CM . . .
. Volume XXIV Number 12. . . November 24, 2017
Be a Night Detective: Solving the Mysteries of Twilight, Dusk and Nightfall is the fourth naturalist detective book from zoologist author/illustrator Peggy Kochanoff. While her previous works looked at ponds, beaches and wilderness, this volume covers the creatures and phenomena only seen after the sun goes down. The introduction provides useful information on how nocturnal animals see at night as well as how the human eye functions in the dark. Young readers are encouraged to look “to the edge of your eyes at night” to improve night vision and to also utilize the book’s glossary if any terms prove confusing.
Kochanoff highlights 16 simple questions about plants, animals, insects and the night sky including: Are bats dangerous? Why do coyotes howl? Why do moths fly at night? Why do owls hunt at night?

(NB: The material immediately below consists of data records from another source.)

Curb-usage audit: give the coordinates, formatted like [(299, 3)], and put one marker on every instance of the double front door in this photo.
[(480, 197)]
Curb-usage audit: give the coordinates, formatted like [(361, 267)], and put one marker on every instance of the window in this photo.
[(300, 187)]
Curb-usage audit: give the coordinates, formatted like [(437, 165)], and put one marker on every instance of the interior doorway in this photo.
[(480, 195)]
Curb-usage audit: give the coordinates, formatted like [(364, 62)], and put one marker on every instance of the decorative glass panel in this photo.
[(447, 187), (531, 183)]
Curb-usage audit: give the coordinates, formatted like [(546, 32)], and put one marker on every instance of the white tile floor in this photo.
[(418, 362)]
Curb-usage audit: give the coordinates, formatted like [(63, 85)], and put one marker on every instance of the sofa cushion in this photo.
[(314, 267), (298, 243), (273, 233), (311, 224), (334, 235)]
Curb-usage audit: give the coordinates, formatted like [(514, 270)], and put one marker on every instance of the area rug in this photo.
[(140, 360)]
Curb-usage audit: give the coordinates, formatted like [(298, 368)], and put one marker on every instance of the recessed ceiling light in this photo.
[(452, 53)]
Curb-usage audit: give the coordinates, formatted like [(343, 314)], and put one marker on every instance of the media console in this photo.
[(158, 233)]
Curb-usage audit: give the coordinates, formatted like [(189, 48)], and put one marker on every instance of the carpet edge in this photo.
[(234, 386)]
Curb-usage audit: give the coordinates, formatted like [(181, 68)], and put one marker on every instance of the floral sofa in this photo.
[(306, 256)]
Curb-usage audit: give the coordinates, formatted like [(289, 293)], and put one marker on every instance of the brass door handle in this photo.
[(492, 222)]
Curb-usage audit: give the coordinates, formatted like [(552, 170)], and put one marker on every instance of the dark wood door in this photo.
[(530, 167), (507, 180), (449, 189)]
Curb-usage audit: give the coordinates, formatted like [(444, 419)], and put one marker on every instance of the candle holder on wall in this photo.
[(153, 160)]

How do you find star pictures in the night sky? What causes the Northern Lights? With the book’s being published in Nova Scotia, Kochanoff references the Maritime provinces at one point, and her questions and answers have a northeastern North American focus, featuring common wildlife, such as moths, skunks, raccoons, June bugs, cicadas, bats and owls. Each question is conversational in tone, “Hmmm…why do frogs and toads call during the night?”, and is followed by a one or two-page spread including the answer and an accompanying illustration or diagram. Kochanoff’s answers for each question strike a nice balance; the science is not “dumbed down”, and it includes scientific facts but at an accessible reading level that will not leave young readers confused.
Difficult terms, such as enzyme, are featured in bold text and explained in the glossary at the end of the book.
Kochanoff’s watercolor illustrations are charming and give this nonfiction title its picture book feel, ensuring that young readers will select it both for academic science project work as well as for pleasure reading. The extra content at the back of the book, the glossary and listings of books, magazines and websites for further research, will prove useful in the classroom and school library. A table of contents or index would have been a nice addition to Be a Night Detective so that readers could flip to a certain animal or specific question, or for those readers who prefer to dip in and out. Regardless, Kochanoff has once again crafted a work that belongs in all elementary classroom and school libraries as well as on the bookshelves of young naturalists.
Cate Carlyle is a former elementary teacher currently residing in Nova Scotia where she is a librarian at Mount Saint Vincent University. She now knows that flying squirrels do not actually fly.